The Model Repository Service is an application service that manages the Model repository. When an analyst creates projects, the Enterprise Data Preparation Service connects to the Model Repository Service to store the project metadata in the Model repository. When an analyst publishes prepared data, the Enterprise Data Preparation Service connects to the Model Repository Service to store the converted mappings in the Model repository.

You must associate the Enterprise Data Preparation Service with a Model Repository Service. Informatica recommends that you create a dedicated Model Repository Service and Model repository for use by Enterprise Data Preparation.

If you configure Enterprise Data Preparation to use rules, you must associate the Model Repository Service that manages the Model repository in which rule objects and metadata are stored with the Interactive Data Preparation Service.

Model repository

When an analyst creates a project, the Enterprise Data Preparation Service connects to the Model Repository Service to store the project metadata in the Model repository. When an analyst publishes prepared data, the Enterprise Data Preparation Service converts each recipe to a mapping. The Enterprise Data Preparation Service connects to the Model Repository Service to store the converted mappings in the Model repository.

Data Integration Service

The Data Integration Service is an application service that performs data integration tasks for Enterprise Data Preparation. When an analyst uploads data or publishes prepared data, the Enterprise Data Preparation Service connects to the Data Integration Service to write the data to a Hive table in the Hadoop cluster.

You must associate the Enterprise Data Preparation Service with a Data Integration Service. Informatica recommends that you create a dedicated Data Integration Service for use by Enterprise Data Preparatione.
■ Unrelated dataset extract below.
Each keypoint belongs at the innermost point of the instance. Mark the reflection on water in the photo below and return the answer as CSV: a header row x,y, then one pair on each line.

If you configure Enterprise Data Preparation to use rules, you must associate a Data Integration Service with the Interactive Data Preparation Service. The Data Integration Service is required to run rules during data preparation.

Data Lake

The data lake used by Enterprise Data Preparation is a centralized repository of large volumes of structured and unstructured data. A data lake can contain different types of data, including raw data, refined data, master data, transactional data, log file data, and machine data.

The data lake can be deployed on-premise or in the cloud. The data lake utilizes Hive, the Spark engine, and a Hadoop-compatible file system. The data lake must be collocated with the Informatica application services associated with Enterprise Data Preparation. For example, if the data lake is deployed in Amazon EMR, you must also deploy Enterprise Data Preparation, Enterprise Data Catalog, and the Informatica services in Amazon EMR.
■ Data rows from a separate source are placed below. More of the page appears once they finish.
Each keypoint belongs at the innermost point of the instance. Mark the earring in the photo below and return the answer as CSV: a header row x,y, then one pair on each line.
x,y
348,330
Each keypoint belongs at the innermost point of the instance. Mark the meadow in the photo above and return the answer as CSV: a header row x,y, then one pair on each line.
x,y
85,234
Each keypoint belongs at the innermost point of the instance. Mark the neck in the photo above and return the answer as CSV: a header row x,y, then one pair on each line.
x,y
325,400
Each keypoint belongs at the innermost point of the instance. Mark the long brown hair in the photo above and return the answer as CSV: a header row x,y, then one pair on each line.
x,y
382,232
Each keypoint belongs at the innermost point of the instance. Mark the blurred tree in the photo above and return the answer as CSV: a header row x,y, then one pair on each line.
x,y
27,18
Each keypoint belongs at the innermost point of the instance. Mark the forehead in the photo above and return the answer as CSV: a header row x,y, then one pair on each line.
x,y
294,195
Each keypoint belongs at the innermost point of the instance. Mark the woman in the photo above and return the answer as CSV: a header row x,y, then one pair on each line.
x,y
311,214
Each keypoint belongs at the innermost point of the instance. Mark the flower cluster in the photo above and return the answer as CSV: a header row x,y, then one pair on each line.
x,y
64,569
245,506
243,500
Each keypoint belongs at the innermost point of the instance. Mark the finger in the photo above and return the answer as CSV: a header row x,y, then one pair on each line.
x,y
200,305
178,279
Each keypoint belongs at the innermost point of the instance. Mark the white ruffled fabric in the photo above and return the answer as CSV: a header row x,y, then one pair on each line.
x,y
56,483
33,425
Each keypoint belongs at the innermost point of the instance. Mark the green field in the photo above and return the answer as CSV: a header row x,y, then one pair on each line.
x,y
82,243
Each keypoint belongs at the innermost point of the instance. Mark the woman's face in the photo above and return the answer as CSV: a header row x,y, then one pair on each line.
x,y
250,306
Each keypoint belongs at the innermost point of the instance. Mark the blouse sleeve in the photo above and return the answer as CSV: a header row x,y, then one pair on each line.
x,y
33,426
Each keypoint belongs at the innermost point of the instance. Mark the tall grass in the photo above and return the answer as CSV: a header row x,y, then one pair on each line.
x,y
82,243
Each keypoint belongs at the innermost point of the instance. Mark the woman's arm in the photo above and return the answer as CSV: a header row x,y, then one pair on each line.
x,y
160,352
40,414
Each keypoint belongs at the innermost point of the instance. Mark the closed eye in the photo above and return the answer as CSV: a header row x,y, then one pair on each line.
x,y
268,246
Enterprise Data Preparation works with the security mechanism used by the cluster, including Kerberos, Apache Ranger, and Apache Sentry, to securely access data in the data lake.

You can upload assets such as comma-separated value files as Hive tables in the data lake using Enterprise Data Preparation.

You can also ingest data from external sources outside the data lake using Hadoop tools or Informatica Mass Ingestion.

You can prepare a Hive or file-based asset that exists in Enterprise Data Catalog. When you prepare a file-based asset, Enterprise Data Preparation creates an external temporary table in the Hive schema specified in the Enterprise Data Preparation Service.

When you publish prepared data, Enterprise Data Preparation writes the transformed input source to a Hive table or to a file in the data lake.